El viejo no se inmutó, ni mostró sorpresa, disgusto o preocupación. Simplemente asintió con la cabeza. Yo tenía razón. Aunque seguía rodeada de incertidumbres, este descubrimiento me tranquilizó. 

- Y supongo que no eras un doctor del hospital que por casualidad pasaba por el lugar de mi accidente. 
- Realmente soy doctor, pediatra, pero por lo demás estas en lo cierto. Me enteré de que volvías a la República. Te estaba siguiendo cuando los mercenarios volaron el autobús. 
- ¿Qué quieres de mi? 
- Busco a Jaime, muchacha. Pensaba que tú sabías donde está. Ahora sé que no, pero, tal vez, alguno de los compañeros de Verónica quizás lo sepa. 
- ¿Para qué lo buscas? 
- Para que regrese. Pese a todo lo que ha pasado, él sigue siendo un símbolo. El gobierno no ha podido terminar con él y con su leyenda. 

Se hizo un silencio. Al rato Víctor continuó hablando. 

- Mira muchacha, no creo que sea una casualidad que Verónica te haya pedido que busques a los antiguos dirigentes bolcheviques. Exactamente los mismos que estuvieron en tu juicio. – Me explicó Víctor – Quizás ella te necesita para dar con ellos. Quizás solo salgan de sus escondites si eres tú quien les busca. 
- No lo sé Víctor, pero puede que si les encuentro entienda algo de lo que está pasando… de lo que pasó… de lo que me pasó. 

Yo era un mar de dudas... Le expliqué al anciano lo que había descubierto en las actas, lo que, tras marcharme de la reunión, habían discutido los dirigentes bolcheviques. Víctor me escuchó con mucha atención. Pablo y Bruno se miraban uno al otro sin entender del todo lo que yo relataba. 

- ¡Buscas entonces la verdad! - Exclamó impactado Víctor cuando terminé mi explicación - ¿Quieres averiguar qué es lo que pasó exactamente? Pero quizás esa búsqueda te haga comprender qué es en realidad el bolchevismo y por qué fracasaron tanto Jaime, como el CC de Verónica. Pero no dejas de ser ambiciosa, muchacha: También fue la ambición lo que, en parte, te hizo seguir a Jaime. 

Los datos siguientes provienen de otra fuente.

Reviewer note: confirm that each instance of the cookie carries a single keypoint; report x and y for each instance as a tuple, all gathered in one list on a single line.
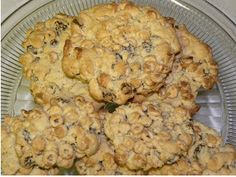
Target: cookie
[(148, 135), (193, 68), (42, 61), (52, 136), (207, 156), (101, 163), (120, 50)]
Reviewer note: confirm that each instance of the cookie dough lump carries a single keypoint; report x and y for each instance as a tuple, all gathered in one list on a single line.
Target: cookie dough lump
[(193, 68), (149, 135), (208, 156), (42, 61), (50, 137), (120, 50)]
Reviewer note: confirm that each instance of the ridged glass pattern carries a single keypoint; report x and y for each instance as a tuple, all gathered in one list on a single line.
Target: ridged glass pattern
[(218, 106)]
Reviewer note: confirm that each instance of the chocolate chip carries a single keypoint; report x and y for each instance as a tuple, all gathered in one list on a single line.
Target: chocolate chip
[(54, 42), (118, 56), (29, 162), (130, 49), (147, 45), (108, 96), (77, 22), (59, 27), (126, 88), (32, 50), (26, 135)]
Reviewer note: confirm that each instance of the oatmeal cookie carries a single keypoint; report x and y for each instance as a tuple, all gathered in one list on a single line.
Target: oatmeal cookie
[(208, 156), (120, 50), (193, 68), (42, 61), (52, 136), (148, 135), (101, 163)]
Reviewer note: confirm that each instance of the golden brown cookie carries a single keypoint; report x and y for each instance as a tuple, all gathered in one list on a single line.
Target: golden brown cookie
[(193, 68), (42, 61), (50, 137), (208, 156), (120, 50), (101, 163), (148, 135)]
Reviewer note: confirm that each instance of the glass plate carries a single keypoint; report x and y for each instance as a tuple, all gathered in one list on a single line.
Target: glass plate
[(218, 106)]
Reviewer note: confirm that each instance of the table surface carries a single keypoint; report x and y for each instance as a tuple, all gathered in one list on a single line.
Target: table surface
[(228, 7)]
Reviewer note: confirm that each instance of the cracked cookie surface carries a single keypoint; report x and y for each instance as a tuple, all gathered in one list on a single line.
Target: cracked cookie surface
[(50, 137), (120, 50), (193, 68), (207, 156), (148, 135), (42, 61)]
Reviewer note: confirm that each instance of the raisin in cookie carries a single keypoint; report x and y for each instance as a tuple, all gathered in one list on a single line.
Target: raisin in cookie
[(101, 163), (120, 50), (149, 135), (42, 61), (207, 156), (51, 137), (193, 68)]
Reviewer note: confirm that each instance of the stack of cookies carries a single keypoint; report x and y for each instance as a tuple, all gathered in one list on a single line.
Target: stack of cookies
[(116, 86)]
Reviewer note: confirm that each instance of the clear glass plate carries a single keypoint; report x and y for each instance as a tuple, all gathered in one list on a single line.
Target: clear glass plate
[(218, 106)]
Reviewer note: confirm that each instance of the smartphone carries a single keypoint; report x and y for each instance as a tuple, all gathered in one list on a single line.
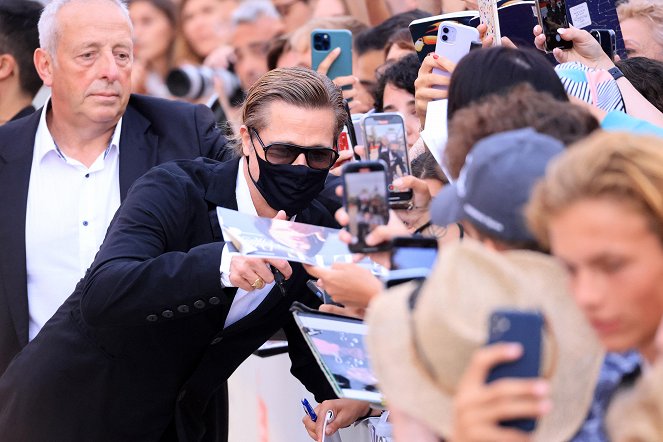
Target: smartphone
[(323, 41), (607, 39), (412, 257), (525, 328), (413, 252), (552, 16), (424, 30), (385, 139), (320, 293), (365, 201), (454, 41)]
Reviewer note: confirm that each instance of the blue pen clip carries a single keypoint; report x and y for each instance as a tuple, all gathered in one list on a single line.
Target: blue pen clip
[(309, 410)]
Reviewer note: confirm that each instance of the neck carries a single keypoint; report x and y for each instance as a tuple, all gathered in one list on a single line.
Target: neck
[(649, 352), (11, 103), (82, 143), (160, 65), (262, 208)]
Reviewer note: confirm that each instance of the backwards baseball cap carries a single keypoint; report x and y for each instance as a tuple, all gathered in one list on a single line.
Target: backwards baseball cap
[(495, 183)]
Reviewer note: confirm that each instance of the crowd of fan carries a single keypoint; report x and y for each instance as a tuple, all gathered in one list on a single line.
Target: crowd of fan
[(553, 198)]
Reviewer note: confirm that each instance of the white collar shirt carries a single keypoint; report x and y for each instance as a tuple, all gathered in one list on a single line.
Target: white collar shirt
[(69, 208), (244, 302)]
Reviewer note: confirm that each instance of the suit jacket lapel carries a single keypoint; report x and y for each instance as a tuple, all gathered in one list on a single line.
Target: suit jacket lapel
[(138, 149), (15, 165)]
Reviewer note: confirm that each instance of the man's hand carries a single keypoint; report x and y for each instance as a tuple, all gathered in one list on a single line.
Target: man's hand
[(346, 412), (418, 215), (478, 408), (347, 283), (586, 49), (424, 86), (246, 272)]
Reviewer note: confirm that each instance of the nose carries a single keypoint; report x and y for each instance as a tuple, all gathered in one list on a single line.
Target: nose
[(587, 290), (300, 160), (108, 67)]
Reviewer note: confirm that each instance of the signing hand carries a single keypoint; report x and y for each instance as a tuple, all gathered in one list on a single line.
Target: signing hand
[(346, 412), (246, 273)]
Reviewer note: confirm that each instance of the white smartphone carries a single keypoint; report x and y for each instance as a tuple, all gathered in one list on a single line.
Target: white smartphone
[(454, 41)]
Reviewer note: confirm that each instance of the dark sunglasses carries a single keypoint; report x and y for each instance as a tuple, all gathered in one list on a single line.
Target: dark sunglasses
[(319, 158)]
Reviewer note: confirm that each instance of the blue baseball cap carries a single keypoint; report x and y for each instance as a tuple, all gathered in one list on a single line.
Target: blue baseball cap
[(496, 182)]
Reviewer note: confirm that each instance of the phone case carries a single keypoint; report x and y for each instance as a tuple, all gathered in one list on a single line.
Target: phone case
[(424, 30), (337, 38), (488, 15), (365, 201), (552, 16), (524, 328), (458, 42)]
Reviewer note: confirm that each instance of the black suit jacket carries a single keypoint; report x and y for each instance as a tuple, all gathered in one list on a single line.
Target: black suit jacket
[(153, 131), (139, 350)]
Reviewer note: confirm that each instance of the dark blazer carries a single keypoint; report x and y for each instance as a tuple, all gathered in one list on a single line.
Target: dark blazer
[(139, 350), (153, 131)]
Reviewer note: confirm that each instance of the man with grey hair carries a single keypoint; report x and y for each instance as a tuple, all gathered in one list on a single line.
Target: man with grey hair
[(66, 168), (255, 24)]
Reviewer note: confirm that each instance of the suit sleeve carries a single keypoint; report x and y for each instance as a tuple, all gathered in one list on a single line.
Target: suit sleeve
[(157, 256), (213, 144)]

Quería protestar por esa afirmación, pero Víctor continuó hablando: 

- Tú y yo sabemos que a ti te gustaría que Cayo tuviera razón en lo que dijo: te gustaría que tu papel en todo esto fuera crucial. - El anciano me sonreía- Pero tampoco olvides que puede que sea Orestes el que acertara contigo. 
- ¡Ya veremos! -tome las palabras del anciano como una especie de reto- El movimiento se demuestra andando y mañana me pondré en marcha. 

Di la espalda a Víctor y me puse a pensar en voz alta. 

- Me gustaría ver primero a Cayo. Seguro que me aclararía muchas cosas…
- Pero New Haven está muchísimo más cerca de Cáledon que Timberlane –añadió Víctor a mis pensamientos-. Además, no hay duda de que encontrar a Orestes también tiene su interés e importancia. Él era el responsable político del Partido. De allí podemos ir a Davenport, luego a Timberlane, esa ciudad de locos arranios, y finalmente Vancouver en las montañas… Es el mejor orden posible.
- Sí –Desde luego era el camino más recto desde Cáledon, bajar a New Haven para luego acercarnos a la costa y subir por Davenport y Timberlane hasta la frontera con el continente y la antigua ciudad de Vancouver - Tienes razón, es lo mejor: en cuanto amanezca, partiré hacia New Haven...

¡Malditas las ganas que tengo de viajar a New Haven! – pensé entonces porque realmente tenía muy poco entusiasmo por visitar ese rincón de la República. 

- Permíteme que te acompañe - me pidió con suavidad y educación el anciano, que no había dejado ni por un instante, de prestar atención a mis palabras. 
- Puede que sólo Jaime sepa dónde está Jaime, anciano... - Le respondí. 
- Lo sé, pero no me importa. Jaime es una idea. Es verdad, es una idea muy grande, pero cualquier idea puede reemplazarse por otras ideas… nuevas y mejores... 
- Yo, capitana - me dijo Bruno cuadrándose ante mí – también iré contigo. 
- No, Bruno. - Sabía que mí querido camarada estaba dispuesto a acompañarme hasta la muerte si era preciso, pero ahora mi mecánico preferido tenía otras responsabilidades: - Recuerda a tu bebé. Eres lo único que tiene. ¿Piensas abandonarlo para seguirme a vete tú a saber que nuevas aventuras? No, Bruno. No lo puedo permitir. Tu sitió es aquí. 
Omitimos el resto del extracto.